Today I must immediately mention that I am happy. It's a funny thing you notice about some gardeners - in the winter they grow tired and angry and bitter and other unpleasant adjectives, but once spring comes, their furrowed brows melt into jubilant smiles and they skip through their rows of lettuce and daffodils in frank delight. I'm one of them.

Once the wind starts to smell of spring, and the ground melts and the buds push up through the soil, that's it. You just can't keep me angry for very long (well, you can, but not by means of flowers).

This March inevitably exceeded my lacklustre expectations! That's definitely the benefit in expecting the worst. I had predicted a beautiful, sudden warmth and thaw, tragically cut short by a long cold spell accompanied by hail and slushy rain which incidentally would have damaged all the bulb foliage and early flowers. In fact, we had a moderately slow start to spring, with chilly nights and gradually warming days. We did indeed have a cold spell later in the month, but it wasn't terrible and it only lasted a week. Nothing died except for two Hellebore stems which may have been nipped by rabbits (who will nip at poisonous plants like Hellebore and Daffodil before deciding it's too risky and leaving the bitten stem to dry out and die).

Weather concerns aside, I'm growing accustomed to the idea of leaving the garden in the fall. I'm not exactly pleased about it, but I have the idea that I can probably wrap all this up with a minimum of pain, though it will probably involve a lot of fuss. I can't really imagine not going out in the springtime to rake the garden, and I can't imagine not having all the flowers I like just outside my window at every moment, but I'm thinking that those are concerns I will have to face once they are immediate. For now, I will do what is currently required of me: transitioning the garden from high maintenance to low maintenance.
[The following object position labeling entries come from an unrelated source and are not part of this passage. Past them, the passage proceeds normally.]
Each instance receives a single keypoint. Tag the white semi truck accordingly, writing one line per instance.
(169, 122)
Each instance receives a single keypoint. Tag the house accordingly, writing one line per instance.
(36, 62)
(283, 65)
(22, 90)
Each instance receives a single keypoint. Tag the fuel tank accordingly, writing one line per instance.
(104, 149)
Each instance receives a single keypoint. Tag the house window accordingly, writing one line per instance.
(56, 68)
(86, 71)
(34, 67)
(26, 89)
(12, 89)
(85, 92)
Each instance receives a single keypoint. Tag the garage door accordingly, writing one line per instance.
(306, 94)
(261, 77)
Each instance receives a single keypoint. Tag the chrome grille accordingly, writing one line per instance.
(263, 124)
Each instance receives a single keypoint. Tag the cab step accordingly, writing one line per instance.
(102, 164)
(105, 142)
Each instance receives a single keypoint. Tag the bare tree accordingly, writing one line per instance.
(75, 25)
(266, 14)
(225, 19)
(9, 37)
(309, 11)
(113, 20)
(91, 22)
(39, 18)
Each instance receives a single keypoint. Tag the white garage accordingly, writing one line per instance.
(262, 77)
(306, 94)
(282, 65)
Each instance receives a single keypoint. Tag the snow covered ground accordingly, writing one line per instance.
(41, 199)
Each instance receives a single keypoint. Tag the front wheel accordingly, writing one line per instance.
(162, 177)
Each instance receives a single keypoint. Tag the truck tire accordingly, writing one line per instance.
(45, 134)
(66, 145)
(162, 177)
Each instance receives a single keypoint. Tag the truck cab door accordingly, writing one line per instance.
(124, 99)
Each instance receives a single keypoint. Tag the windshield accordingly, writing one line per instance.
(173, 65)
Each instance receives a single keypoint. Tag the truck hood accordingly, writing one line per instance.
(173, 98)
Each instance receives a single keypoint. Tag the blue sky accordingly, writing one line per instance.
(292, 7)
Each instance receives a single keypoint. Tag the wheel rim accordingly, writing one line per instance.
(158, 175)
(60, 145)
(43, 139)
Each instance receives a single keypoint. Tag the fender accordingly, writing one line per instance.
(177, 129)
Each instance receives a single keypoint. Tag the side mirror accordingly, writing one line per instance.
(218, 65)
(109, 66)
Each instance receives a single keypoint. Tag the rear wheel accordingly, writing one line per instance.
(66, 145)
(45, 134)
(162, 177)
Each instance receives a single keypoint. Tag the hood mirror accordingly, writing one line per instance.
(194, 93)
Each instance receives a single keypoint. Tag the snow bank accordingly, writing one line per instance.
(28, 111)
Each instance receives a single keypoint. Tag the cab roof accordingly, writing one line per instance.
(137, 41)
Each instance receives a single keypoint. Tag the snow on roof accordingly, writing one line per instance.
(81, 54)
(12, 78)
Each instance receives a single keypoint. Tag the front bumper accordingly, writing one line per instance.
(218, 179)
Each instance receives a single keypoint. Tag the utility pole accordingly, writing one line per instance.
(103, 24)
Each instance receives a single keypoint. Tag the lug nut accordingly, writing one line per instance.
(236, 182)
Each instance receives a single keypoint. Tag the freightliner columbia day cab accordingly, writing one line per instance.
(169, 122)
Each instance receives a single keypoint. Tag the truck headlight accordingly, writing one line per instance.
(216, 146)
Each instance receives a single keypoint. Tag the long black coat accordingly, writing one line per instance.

I've already made a couple important steps in the right direction. First of all, say hello to the new witch hazel!

This is Hamamelis x intermedia 'Diane.'

Probably I've planted it too close to the house, but it can be trimmed a little if that's needed. Plus, you know, it's a witch hazel, they grow about half an inch per year. As I said last month, my transition to a low maintenance garden entails replacing the vast swaths of perennials with shrubs, which will be easier to maintain. This witch hazel will fill the entire corner, and I'll be removing and giving away the perennials and bulbs it has displaced.

Witch-hazel flower close-up.

More importantly, I've had to remove my roses.
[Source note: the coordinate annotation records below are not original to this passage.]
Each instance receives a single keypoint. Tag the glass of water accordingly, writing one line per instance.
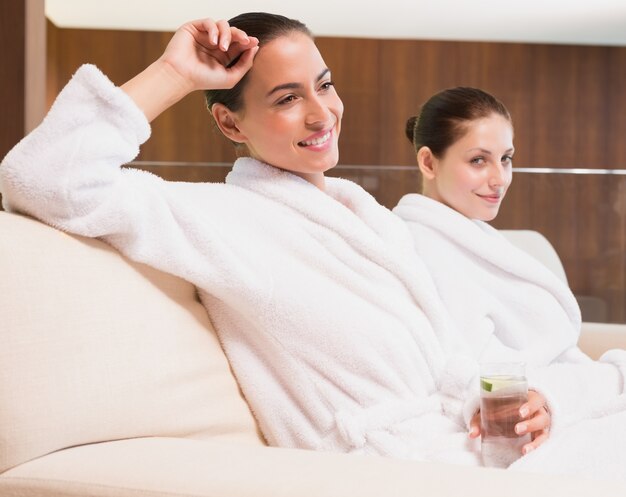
(503, 390)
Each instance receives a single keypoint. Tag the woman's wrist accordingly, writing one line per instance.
(156, 88)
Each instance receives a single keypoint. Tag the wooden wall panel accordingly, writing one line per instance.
(567, 103)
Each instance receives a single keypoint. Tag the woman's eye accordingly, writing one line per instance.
(288, 99)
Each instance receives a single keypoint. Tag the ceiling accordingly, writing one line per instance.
(595, 22)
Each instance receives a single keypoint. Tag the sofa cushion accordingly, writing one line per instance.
(95, 348)
(189, 468)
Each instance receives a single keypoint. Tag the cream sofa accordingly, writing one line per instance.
(113, 383)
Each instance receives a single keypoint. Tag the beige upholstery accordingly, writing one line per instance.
(96, 349)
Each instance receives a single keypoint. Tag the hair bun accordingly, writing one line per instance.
(410, 128)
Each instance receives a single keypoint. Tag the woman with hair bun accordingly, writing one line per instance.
(506, 305)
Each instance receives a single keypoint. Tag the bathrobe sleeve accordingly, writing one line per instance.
(575, 386)
(68, 173)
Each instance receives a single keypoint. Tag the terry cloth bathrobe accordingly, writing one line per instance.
(334, 333)
(509, 306)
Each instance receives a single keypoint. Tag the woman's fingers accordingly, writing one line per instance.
(474, 428)
(225, 35)
(539, 422)
(537, 441)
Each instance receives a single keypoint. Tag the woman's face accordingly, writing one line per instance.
(291, 115)
(475, 172)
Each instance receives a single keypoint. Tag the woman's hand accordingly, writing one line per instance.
(202, 55)
(535, 419)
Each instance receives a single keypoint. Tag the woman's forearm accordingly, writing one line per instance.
(157, 88)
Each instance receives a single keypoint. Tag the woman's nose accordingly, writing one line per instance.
(497, 177)
(317, 112)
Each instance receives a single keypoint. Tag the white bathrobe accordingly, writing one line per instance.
(509, 306)
(334, 331)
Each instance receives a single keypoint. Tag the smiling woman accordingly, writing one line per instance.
(309, 282)
(285, 112)
(507, 306)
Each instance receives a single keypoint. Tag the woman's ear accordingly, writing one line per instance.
(226, 121)
(427, 163)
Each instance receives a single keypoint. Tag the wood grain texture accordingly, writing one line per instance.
(567, 104)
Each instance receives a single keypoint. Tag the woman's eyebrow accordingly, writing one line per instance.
(295, 86)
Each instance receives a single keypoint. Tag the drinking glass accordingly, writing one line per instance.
(503, 390)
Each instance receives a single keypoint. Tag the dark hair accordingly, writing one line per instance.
(443, 118)
(266, 27)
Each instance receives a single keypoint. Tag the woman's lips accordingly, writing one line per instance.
(318, 141)
(492, 199)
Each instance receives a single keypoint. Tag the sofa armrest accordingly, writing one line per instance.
(168, 467)
(597, 338)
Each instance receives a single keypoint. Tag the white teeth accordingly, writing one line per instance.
(316, 141)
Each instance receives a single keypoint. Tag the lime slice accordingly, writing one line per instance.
(494, 384)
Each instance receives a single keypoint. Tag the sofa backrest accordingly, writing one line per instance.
(95, 348)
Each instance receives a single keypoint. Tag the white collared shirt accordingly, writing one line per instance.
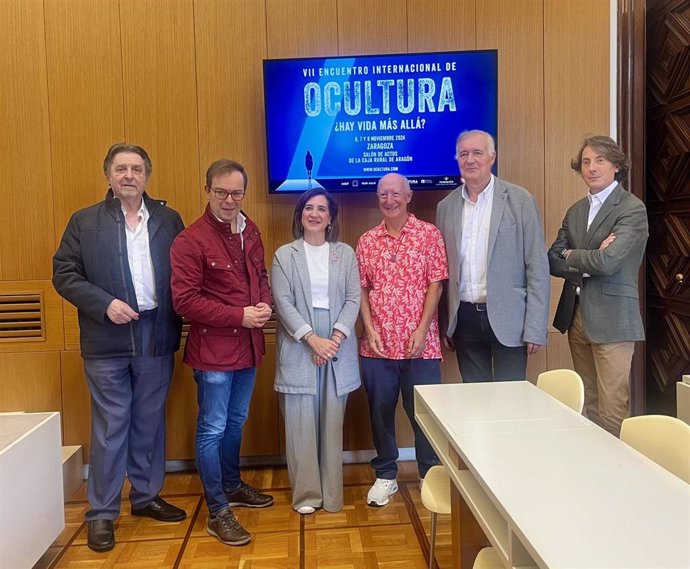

That's Rosa damascena 'Léda' on the left, and Rosa damascena
'Madame Hardy.'

I only got them last year, and they've only had one bloom between the two of them thus far, so perhaps "my roses" is a bit of a stretch, but the point still stands. When I was younger, I hated roses, but I grew to love them (well, at least some of them) and last year I finally decided to add these two to my increasingly gigantic collection of plants.

The problem is that they're not prissy little hybrid tea roses that I could leave to rot - not at all. The reason I love these roses in particular is that they get to be huge and robust and vigorous, but those qualities will also make it nigh on impossible to control them. They'll sucker crazily all across the yard, until all that's left is a sea of deadly thorned canes, unless their owner has the will and opportunity to heavily prune them once every year, sometimes twice. As much as I love their exuberant qualities, I'm not daft enough to believe that everyone is willing to have semiannual battles to the death with an armed shrub that's almost as tall as they are and twice as wide, so they've got to go. I think I know a couple people who'll take them, so they won't die, they're just being relocated. Hence the pots.

Chionodoxa forbesii 'Pink Giant', emerging from a mat of
reviving Dianthus x 'Mountain Mist.'

I actually seem to be adjusting fairly well. I guess you'll all have to wait 'til next philosophy post for real drama.

Oh yes, I promised I'd reveal the reason for my move from the garden at the beginning of April. Here it is: I am currently 19 years old, and will be going to college in the fall! For the curious, I started gardening when I was 12 and have been at it for 7 years (though my mother argues that as soon as I started to walk I was fiddling around in the dirt).